There are three main components that are common to all vEM workflows: (1) sample preparation, (2) imaging and (3) data.

In the first step, the sample is prepared by chemical or cryogenic fixation, followed by staining using heavy metal salts of osmium, lead and uranium to add electron contrast to the membranes and make the sample more conductive. The sample is then dehydrated using a solvent, infiltrated with a liquid resin and the resin is polymerized using heat or UV light. This encases the cells and tissues like a mosquito in amber, resulting in a hard block that can be sliced using a diamond knife or an ion beam. Slicing is an essential part of the vEM workflow because of the poor penetration of the electron beam into the samples. Slicing or sectioning may be performed manually on an ultramicrotome using a diamond knife, and the ultrathin sections collected onto metal grids, tape or wafers for imaging. Alternatively, the sections may be removed and discarded, and the block surface imaged after each cut. In both cases, the result is a set of sequential images that represent the volume of the original sample.

In the second step, vEM imaging is performed using TEM or SEM (Fig. 1). TEM methods include imaging of serial sections on grids (ssTEM) and serial section electron tomography, which improves axial resolution. SEM-based vEM techniques became viable following the switch from analog to digital electronics and improvements in sources and detectors, resulting in TEM-like imaging in the SEM. Serial blockface SEM (SBF-SEM) incorporates an entire ultramicrotome device within the SEM chamber, enabling some automation of the slicing and imaging cycle21. Focused ion beam SEM (FIB-SEM) adds a second column to the chamber, using gallium ions to mill away thin layers of the specimen surface before imaging the blockface22. Array tomography uses large silicon or conductive glass substrates to hold hundreds or thousands of ultrathin sections for serial imaging in an array format23. A recent review1 provides further details of the different vEM techniques.

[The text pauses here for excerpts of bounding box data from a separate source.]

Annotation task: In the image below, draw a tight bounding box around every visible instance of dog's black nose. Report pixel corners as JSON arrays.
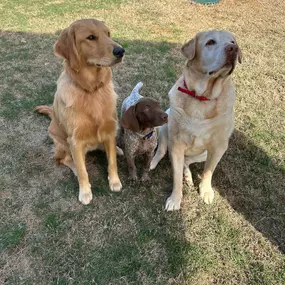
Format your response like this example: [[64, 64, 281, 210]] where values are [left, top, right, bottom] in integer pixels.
[[113, 47, 125, 58]]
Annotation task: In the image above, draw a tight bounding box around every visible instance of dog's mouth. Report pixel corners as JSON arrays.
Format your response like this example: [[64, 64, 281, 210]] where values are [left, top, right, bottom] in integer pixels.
[[95, 57, 123, 67]]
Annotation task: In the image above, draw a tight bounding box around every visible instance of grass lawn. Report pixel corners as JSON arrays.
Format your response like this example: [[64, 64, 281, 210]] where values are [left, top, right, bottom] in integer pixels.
[[0, 0, 285, 285]]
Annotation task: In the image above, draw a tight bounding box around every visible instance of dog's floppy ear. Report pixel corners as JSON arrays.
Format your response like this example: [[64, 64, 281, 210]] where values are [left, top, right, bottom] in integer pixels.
[[120, 106, 140, 132], [181, 37, 196, 60], [54, 26, 80, 71], [238, 46, 242, 63]]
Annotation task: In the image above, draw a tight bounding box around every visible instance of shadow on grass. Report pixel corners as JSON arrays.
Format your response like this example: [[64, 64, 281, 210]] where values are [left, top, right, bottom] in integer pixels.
[[0, 32, 285, 284]]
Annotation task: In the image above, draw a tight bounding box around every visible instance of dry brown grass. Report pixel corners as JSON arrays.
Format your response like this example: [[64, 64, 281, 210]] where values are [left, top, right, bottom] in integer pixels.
[[0, 0, 285, 285]]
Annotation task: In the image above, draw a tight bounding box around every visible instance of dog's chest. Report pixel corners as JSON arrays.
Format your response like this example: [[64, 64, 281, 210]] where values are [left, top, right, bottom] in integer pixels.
[[125, 130, 157, 155]]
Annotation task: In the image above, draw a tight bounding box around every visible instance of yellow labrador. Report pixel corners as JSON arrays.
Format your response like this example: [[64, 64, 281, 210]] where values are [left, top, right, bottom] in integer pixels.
[[150, 30, 241, 211]]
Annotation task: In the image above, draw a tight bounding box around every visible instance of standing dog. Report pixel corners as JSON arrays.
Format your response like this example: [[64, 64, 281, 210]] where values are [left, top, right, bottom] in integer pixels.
[[119, 82, 168, 182], [36, 19, 125, 205], [150, 30, 241, 211]]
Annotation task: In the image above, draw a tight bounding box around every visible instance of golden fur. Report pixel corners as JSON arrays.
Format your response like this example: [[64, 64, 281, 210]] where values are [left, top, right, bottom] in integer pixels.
[[150, 30, 241, 211], [36, 19, 124, 204]]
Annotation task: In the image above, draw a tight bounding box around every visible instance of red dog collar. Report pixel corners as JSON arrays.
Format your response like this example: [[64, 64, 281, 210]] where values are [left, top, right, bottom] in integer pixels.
[[178, 79, 210, 101]]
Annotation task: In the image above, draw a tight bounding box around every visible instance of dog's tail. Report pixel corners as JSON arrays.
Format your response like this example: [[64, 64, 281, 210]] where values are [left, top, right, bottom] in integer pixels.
[[150, 124, 168, 170], [34, 105, 52, 118]]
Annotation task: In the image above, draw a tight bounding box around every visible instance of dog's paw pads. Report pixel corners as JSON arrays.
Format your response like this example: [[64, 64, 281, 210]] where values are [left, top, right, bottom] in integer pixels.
[[165, 196, 181, 212]]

In the third step, the vEM data are processed and analyzed. vEM now joins light-sheet microscopy and cryo-EM in catapulting the life sciences into the ‘big image data generator’ regime, approaching data output levels that are more familiar in astrophysics and particle physics. A single vEM instrument can easily generate 250 GB of image data per day, with new high-speed imaging systems promising rates of 5 or more TB per hour. In addition, considering that many vEM experiments involve correlative and multimodal workflows, the complexity of the data is multiplied. This gives rise to heterogeneity in data types, file formats and branched data flows within a single experiment, requiring the development of a coherent global data model. Much of the data generated by vEM workflows thus remain unanalyzed owing to the rich content of the images and the lack of automated image analysis methods available, although this is changing quickly with the explosion of artificial intelligence methods. Public archiving of data and user-friendly implementations of advanced analysis algorithms will be critical to ensure that vEM data are fully mined. The Electron Microscopy Public Image Archive (EMPIAR)24, although originally developed to host raw cryo-EM data sets, now also supports the archiving of vEM data (currently about 10% of new depositions). EMPIAR is working actively with the community to further accommodate the requirements of vEM data producers as well as users from communities as diverse as cell biology and machine learning. The connectomics community have developed their own solutions for sharing vEM data, including the Open Connectome Project and the Registry of Open Data on Amazon Web Services (Open NeuroData)), and the 3D viewing tools neuroglancer, webknossos and the Collaborative Annotation Toolkit for Massive Amounts of Image Data (CATMAID).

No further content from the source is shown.